Logs are only appearing once pod is completed

Question

Logs are only appearing once pod is completed

lucienbanholzer opened this issue 2 years ago · 12 comments

Dear support team,

I think this is not an issue at all but I don't find how to configure this...
Is it possible to see container logs in live from tekton dashboard ?
Currently I see this until the task is over.

Thanks a lot for your help,

BR

Answer 1 · 2023-03-15T17:56:17.000Z

Hi @lucienbanholzer, can you share more information about your environment and the Pipeline / Task you're seeing this behaviour with? The expected behaviour is that logs show up as soon as they're available, so if a step is outputting logs while it's running they should be displayed in the Dashboard within a few seconds normally.

What Tekton Pipelines and Dashboard versions are you using? How did you install them?
Does this happen every time? Only with specific Task / Pipeline?
When it happens do you observe the same behaviour calling kubectl logs -f <pod> -c <step-container> directly? (it's essentially calling the same API under the hood)
How are you accessing the Dashboard? e.g. via an Ingress, kubectl port-forward, kubectl proxy, etc.

Answer 2 · 2023-03-15T18:21:38.000Z

Hi,

I am running tekton-pipeline v.0.45.0 in a Kubernetes cluster v1.26.2 and the latest version of teton dashboard.
I installed all tekton components using tekton operator.

When I check the logs using kubectl (kubectl logs -f <pod> -c <step-container>) it's working fine.

I am accessing the dashboard using an ingress rule. I have installed metallb as LB.

Also the cluster is behind a corporate proxy.

BR

Answer 3 · 2023-03-15T18:29:41.000Z

If you check the browser's developer tools you should see a request to GET <dashboard_base_url>/api/v1/namespaces/<namespace>/pods/<taskrun_pod>/log?container=<step_container>&follow=true

Is this taking a long time to return a response?

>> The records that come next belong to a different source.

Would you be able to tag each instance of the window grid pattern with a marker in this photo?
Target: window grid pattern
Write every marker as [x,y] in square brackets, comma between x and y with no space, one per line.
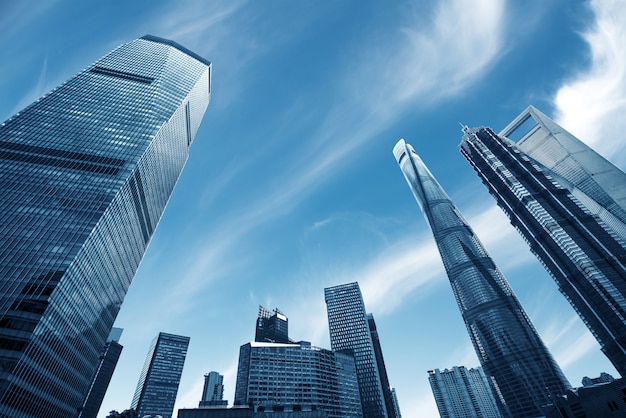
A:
[85,173]
[461,392]
[297,377]
[349,330]
[523,373]
[584,255]
[158,383]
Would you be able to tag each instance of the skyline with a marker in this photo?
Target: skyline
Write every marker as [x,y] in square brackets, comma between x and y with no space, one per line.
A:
[290,186]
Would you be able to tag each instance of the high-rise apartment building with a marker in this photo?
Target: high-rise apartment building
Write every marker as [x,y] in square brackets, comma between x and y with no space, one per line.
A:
[276,377]
[523,374]
[213,392]
[461,392]
[271,327]
[569,204]
[100,383]
[350,330]
[158,383]
[85,174]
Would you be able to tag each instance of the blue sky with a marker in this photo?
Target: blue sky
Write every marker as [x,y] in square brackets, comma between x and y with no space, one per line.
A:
[291,186]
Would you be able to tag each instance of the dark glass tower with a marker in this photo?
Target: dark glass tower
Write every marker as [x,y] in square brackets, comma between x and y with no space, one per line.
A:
[567,202]
[271,327]
[460,392]
[349,330]
[158,383]
[85,174]
[108,360]
[523,374]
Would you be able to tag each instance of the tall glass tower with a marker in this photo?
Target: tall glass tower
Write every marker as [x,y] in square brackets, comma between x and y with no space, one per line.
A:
[158,383]
[85,174]
[521,370]
[350,330]
[568,203]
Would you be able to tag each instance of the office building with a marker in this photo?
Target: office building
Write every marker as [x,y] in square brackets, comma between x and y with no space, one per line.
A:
[463,393]
[213,392]
[568,204]
[350,330]
[523,374]
[100,383]
[85,174]
[272,327]
[158,383]
[297,377]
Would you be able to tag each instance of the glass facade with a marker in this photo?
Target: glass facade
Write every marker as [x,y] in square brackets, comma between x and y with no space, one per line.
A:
[85,174]
[213,391]
[271,327]
[461,392]
[522,372]
[158,383]
[350,330]
[297,377]
[568,204]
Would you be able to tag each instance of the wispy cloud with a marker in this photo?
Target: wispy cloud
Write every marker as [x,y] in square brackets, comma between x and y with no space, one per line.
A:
[449,50]
[592,104]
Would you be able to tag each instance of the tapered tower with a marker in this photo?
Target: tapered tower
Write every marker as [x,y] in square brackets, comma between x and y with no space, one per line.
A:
[569,204]
[85,174]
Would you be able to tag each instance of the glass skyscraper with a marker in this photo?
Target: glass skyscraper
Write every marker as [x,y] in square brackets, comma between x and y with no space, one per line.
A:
[568,203]
[85,174]
[521,370]
[350,330]
[158,383]
[461,392]
[276,377]
[100,383]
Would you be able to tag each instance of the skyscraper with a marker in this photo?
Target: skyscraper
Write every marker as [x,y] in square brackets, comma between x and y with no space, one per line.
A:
[158,383]
[349,330]
[568,203]
[271,327]
[288,376]
[523,374]
[275,377]
[460,392]
[396,405]
[85,174]
[100,383]
[213,392]
[382,369]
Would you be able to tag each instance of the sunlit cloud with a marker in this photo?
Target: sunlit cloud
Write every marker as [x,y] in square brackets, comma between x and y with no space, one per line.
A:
[592,104]
[449,51]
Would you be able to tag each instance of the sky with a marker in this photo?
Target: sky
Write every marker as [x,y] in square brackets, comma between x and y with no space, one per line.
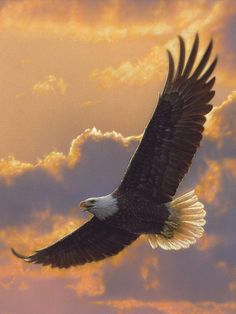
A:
[79,82]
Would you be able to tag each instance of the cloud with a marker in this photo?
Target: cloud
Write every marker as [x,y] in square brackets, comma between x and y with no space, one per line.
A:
[220,126]
[131,306]
[190,18]
[39,205]
[51,85]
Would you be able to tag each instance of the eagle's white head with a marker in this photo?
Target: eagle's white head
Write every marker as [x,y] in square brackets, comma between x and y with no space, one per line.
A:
[101,207]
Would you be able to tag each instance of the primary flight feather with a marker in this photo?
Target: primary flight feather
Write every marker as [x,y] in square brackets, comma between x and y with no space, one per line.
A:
[144,203]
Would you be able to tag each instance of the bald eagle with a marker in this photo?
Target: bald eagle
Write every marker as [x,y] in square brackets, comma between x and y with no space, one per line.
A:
[144,202]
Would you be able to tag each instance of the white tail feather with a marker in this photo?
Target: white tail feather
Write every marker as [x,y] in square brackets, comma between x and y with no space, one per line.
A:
[184,224]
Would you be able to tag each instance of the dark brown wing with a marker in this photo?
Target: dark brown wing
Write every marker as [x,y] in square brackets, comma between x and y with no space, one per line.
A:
[94,241]
[175,129]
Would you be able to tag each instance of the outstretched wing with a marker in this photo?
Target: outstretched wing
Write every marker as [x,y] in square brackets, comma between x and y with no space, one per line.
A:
[175,129]
[94,241]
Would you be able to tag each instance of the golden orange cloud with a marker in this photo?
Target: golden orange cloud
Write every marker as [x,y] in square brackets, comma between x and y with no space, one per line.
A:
[51,85]
[192,18]
[171,307]
[212,178]
[218,126]
[54,161]
[86,280]
[149,277]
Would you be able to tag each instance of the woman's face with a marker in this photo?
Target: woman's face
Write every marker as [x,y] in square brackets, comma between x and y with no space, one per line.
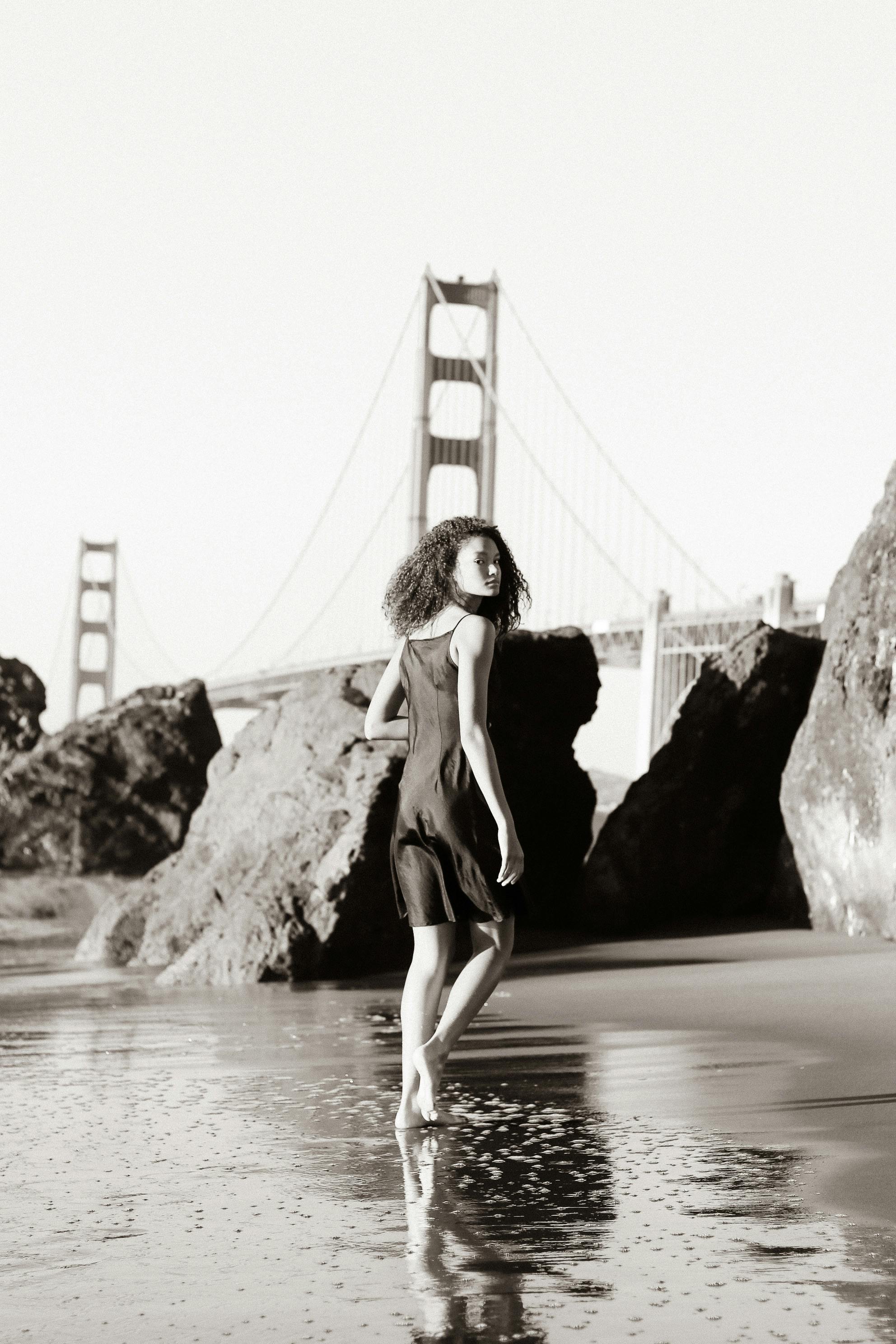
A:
[479,568]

How big is the response?

Are there any errors in the browser console while it appears to be hanging?

Does this affect all steps / tasks / pipelines or just this specific one?

Answer 4 · 2023-03-15T18:48:18.000Z

i don't get a response the page is loading... and nothing in the browser console until it appears in the dashboard window.

Yes it affects all tasks.

Answer 5 · 2023-03-15T18:53:05.000Z

Can you check the same on the Dashboard page that shows the loading state? Check the network + console tabs on that page.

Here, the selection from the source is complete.